I jumped. Fitz stood barefoot on the tile, shirtless, his goddamn gray sweatpants hanging low. He looked rumpled and smug and completely undisturbed by the fact that I might bludgeon him with a bottle of wine.

“Jesus, Fitz. You goddamn sneak.”

He smirked, stepping toward the counter. “I didn’t want to wake the whole house.”

“Oh, really? Now you’re being considerate of the house?,” I said with scathing bitterness in my tone. “Didn’t sound like you minded keeping the whole house up a few minutes ago when you were, you know fucking the headboard into the drywall. ”

He turned, lazy, eyes dragging over me like a slow tide. “I could say the same to you.”

I blinked. “What?”

“You started it. I heard you through the wall,” he said, picking up his bourbon glass. “Loud.”

“ Loud? ” I stared at him, incredulous. “You heard Thatcher doing yoga. ”

“Yoga. Right.” He turned and gave me a withering look as he rolled his eyes in disbelief.

I held up my hands, exasperated. “He was sitting backward on the bed with his feet on my pillow. Toes pointed toward the headboard. Apparently, he has to ‘anchor his stretch’ by lunging and grabbing the headboard with both hands. Repeatedly.”

Fitz choked on his sip of bourbon.

“Dead serious,” I said. “‘Spinal decompression,’ he says. ‘Realigning his energy.’” I used air quotes to emphasize my mockery of the ridiculousness of it all. “He probably saw it on TikTok. He slammed his arms into the wall three times and called it a win. I nearly committed murder.”

Fitz was laughing now, shaking his head.

“And you thought I was getting railed,” I said flatly. “Meanwhile, my pillow had his feet on it.”

He leaned against the counter, staring at me like I’d made his whole week.

“Shut the fuck up,” he said again, and this time it wasn’t in disbelief.

He was downright delighted by the mental imagery—and maybe the realization that he had it all wrong.

He had, in fact, not heard me enthusiastically fucking another man.

And in the quiet that followed, with the fridge still humming and my shirt barely covering my thighs, I looked at him. And he looked back. And of course, he looked calm. Smug. Smirking. Like he hadn’t just shattered my sanity through a fucking wall.

“So glad you got a good fuck in,” I snapped, biting off every word. “I’ve just got a drunk, snoring dude passed out in my bed, a pillow that had his dirty feet on it, and an earful of sounds I can’t unhear.”

Fitz didn’t flinch. He just cocked his head, took a sip from his glass, and let the silence stretch. Then finally, he added, “An okay fuck.”

My eyes rolled and I crunched my nose up at his lie. “Oh, please. I heard you. Every bit of it. Very enthusiastic. 5 stars on Yelp.”

He shrugged, that maddening, lazy shrug like none of this was that serious. “Since I was the one having the sex, I think my rating of it would matter more than yours. And I’m a bit more discerning with what I’d call good. ”

I should’ve walked away. But instead, I grabbed his glass from the counter where it sat between us.

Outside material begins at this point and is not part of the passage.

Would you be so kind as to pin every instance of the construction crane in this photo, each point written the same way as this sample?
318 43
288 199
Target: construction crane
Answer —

He watched as I took a long, slow sip of his bourbon—because I didn’t give a fuck—and looked him straight in the eye. The ice in the glass clinked as I lowered it.

“It sounded to me like you were trying to prove something.”

His jaw ticked. Just barely. I stepped closer. One step. Two. The hum of the fridge was deafening.

“You trying to drown something out, Whitmore?” I asked, voice quieter now.

He ignored my taunt with one of his own. “ You listened,” he murmured, stepping closer.

I opened my mouth. Closed it. And I knew color bloomed high on my cheeks. But I lifted the bourbon glass between us once more, took the last swallow without breaking eye contact, and then leaned in just enough for my voice to land right against his throat.

“And you’re still hard for the wrong woman.”